Where volunteers help us in our research is in providing the annotations we need to train or refine our segmentation models. Once we have segmentation models that are working well, we can start to ask the really interesting questions – like what differences can we see in the mitochondria of healthy or diseased placenta? And what does that mean for our understanding of that disease?
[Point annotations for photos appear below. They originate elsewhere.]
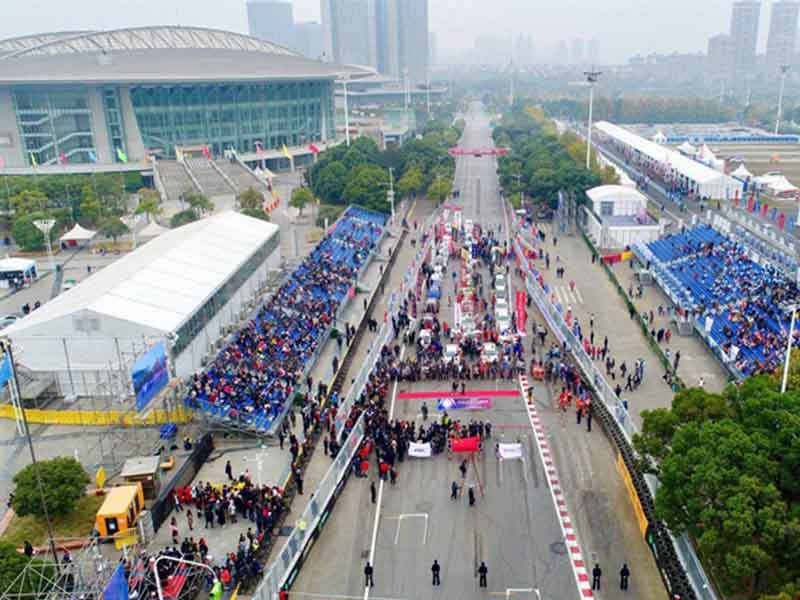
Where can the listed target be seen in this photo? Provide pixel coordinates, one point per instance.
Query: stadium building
(93, 100)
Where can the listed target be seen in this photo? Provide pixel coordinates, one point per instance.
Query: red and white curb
(579, 566)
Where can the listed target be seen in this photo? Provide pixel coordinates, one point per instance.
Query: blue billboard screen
(150, 375)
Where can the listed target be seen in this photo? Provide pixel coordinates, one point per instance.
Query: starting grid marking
(579, 566)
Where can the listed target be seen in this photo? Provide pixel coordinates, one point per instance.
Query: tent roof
(689, 168)
(741, 171)
(604, 192)
(16, 264)
(164, 282)
(78, 234)
(152, 230)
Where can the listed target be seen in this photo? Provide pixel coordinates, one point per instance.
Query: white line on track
(377, 521)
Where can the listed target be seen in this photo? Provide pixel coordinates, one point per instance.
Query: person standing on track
(435, 569)
(482, 571)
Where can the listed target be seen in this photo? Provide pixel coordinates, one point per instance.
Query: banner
(510, 450)
(521, 298)
(463, 404)
(465, 444)
(419, 450)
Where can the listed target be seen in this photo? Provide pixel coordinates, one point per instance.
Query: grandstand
(741, 308)
(251, 379)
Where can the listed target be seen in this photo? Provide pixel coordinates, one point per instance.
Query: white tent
(152, 230)
(78, 234)
(741, 172)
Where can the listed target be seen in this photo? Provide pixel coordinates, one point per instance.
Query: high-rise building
(309, 39)
(412, 30)
(271, 20)
(718, 58)
(386, 37)
(782, 35)
(349, 31)
(524, 50)
(744, 37)
(576, 54)
(593, 52)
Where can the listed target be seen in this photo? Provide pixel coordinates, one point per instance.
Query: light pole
(784, 69)
(390, 193)
(182, 561)
(46, 226)
(345, 77)
(788, 350)
(591, 77)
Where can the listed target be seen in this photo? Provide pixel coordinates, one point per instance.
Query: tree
(64, 481)
(149, 203)
(12, 564)
(300, 198)
(411, 182)
(183, 217)
(256, 213)
(198, 202)
(251, 199)
(90, 208)
(113, 227)
(439, 190)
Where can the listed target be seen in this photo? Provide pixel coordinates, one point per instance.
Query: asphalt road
(513, 527)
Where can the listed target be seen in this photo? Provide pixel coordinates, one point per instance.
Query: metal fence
(616, 407)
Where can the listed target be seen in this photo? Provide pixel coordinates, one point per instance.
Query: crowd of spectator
(745, 306)
(251, 379)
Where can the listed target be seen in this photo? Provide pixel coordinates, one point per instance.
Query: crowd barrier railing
(618, 410)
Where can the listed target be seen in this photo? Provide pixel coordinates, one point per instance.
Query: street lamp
(591, 77)
(344, 78)
(788, 350)
(46, 226)
(784, 69)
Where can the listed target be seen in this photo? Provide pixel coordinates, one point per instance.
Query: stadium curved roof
(156, 55)
(163, 37)
(15, 44)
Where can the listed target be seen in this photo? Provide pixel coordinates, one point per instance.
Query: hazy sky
(623, 27)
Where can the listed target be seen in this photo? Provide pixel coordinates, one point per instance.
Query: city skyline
(623, 28)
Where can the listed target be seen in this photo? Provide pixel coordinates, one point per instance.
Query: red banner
(521, 314)
(471, 444)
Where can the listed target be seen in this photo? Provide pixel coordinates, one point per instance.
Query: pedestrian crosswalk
(566, 296)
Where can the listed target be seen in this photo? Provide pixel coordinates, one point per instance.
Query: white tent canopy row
(78, 234)
(704, 180)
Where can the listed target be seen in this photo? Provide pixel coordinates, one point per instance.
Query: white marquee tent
(183, 287)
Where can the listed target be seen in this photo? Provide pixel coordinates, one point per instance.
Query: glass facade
(116, 130)
(232, 115)
(197, 322)
(54, 124)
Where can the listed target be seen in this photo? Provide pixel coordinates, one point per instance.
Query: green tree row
(729, 466)
(541, 162)
(359, 174)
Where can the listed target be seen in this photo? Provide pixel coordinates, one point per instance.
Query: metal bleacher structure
(245, 415)
(715, 288)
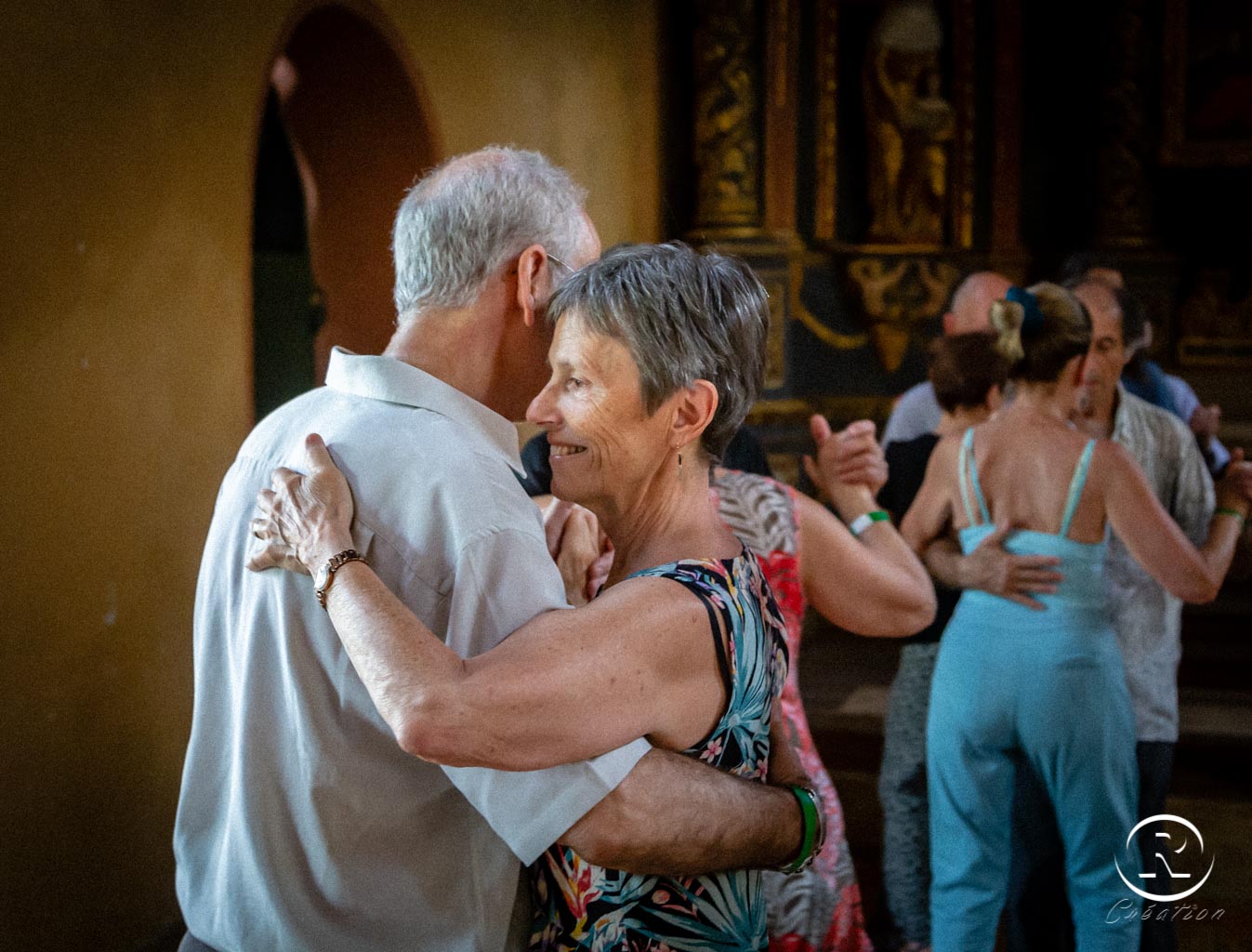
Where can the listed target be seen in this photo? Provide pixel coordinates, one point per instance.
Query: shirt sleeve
(916, 414)
(504, 579)
(1193, 496)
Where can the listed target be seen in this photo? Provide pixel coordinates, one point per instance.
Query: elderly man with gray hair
(302, 822)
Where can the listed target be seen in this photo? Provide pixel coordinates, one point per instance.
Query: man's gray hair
(471, 215)
(684, 317)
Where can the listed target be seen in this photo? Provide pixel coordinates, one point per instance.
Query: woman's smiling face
(603, 446)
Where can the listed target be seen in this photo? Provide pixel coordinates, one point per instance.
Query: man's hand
(848, 464)
(989, 568)
(581, 550)
(303, 520)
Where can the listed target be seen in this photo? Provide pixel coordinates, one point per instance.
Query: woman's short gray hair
(684, 316)
(471, 215)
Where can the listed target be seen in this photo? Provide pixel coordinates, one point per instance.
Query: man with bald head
(302, 825)
(916, 412)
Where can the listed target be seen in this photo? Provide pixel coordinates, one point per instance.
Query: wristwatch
(325, 574)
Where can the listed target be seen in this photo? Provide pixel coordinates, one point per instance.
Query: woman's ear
(693, 410)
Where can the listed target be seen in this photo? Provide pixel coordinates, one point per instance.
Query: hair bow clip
(1029, 302)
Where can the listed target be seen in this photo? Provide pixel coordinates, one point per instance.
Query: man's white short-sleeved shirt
(300, 823)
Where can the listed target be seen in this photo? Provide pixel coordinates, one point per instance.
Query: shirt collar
(378, 377)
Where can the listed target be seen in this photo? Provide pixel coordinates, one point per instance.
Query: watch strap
(332, 565)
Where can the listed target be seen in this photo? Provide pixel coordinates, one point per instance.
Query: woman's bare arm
(567, 685)
(873, 585)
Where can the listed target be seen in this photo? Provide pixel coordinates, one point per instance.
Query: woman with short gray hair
(656, 357)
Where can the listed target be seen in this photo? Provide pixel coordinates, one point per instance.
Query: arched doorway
(343, 134)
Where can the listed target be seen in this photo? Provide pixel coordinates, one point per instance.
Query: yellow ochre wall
(125, 190)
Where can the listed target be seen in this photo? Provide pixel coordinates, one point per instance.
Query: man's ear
(693, 408)
(534, 282)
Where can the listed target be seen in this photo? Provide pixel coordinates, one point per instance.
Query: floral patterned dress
(581, 906)
(818, 909)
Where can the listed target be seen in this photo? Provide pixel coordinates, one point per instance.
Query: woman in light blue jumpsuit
(1016, 688)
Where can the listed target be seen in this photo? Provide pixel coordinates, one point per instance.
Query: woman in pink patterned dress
(868, 585)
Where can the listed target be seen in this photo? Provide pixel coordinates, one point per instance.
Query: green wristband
(866, 519)
(811, 825)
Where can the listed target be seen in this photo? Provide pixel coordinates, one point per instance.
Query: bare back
(1025, 465)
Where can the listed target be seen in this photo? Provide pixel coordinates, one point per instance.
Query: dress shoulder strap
(711, 587)
(1075, 486)
(967, 473)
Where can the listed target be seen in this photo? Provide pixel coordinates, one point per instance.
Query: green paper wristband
(809, 815)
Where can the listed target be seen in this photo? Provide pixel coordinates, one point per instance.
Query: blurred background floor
(845, 681)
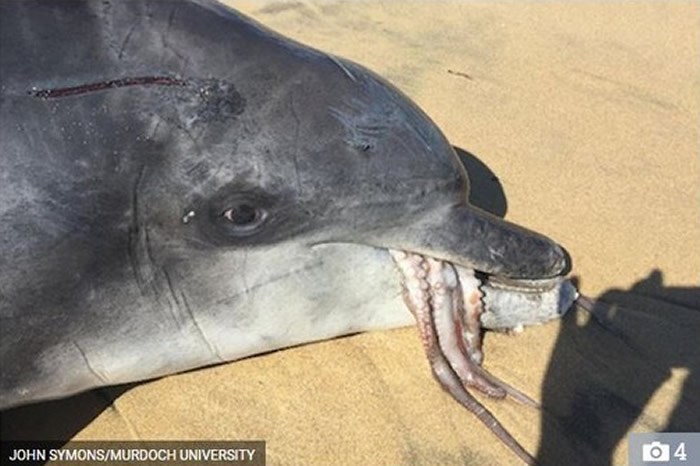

But using citizen science to train or finetune our models isn’t just about passing the workload from a researcher to the crowd – it’s so much more powerful than that. One thing I’m really interested in is how citizen science can impact the bias in our models. If one expert trains a model, it will ‘see’ what that one individual sees. But if a model is trained on thousands of eyes through citizen science, it has the potential to be less biased than the expert, and who knows what that will bring!

What’s a surprising or fun fact about your research field?

We collect a lot of data at the Rosalind Franklin Institute. Recently we celebrated reaching 1 petabyte of Franklin data with a petabyte party (yes, there was cake). A petabyte is one million gigabytes – a huge amount of data for anyone to analyse – hence why we know citizen science is so valuable in our research. But what astounds me is how biology is at a completely different level; you can store roughly 215 petabytes of data in just 1 gram of DNA. Mind: blown.

What first got you interested in research?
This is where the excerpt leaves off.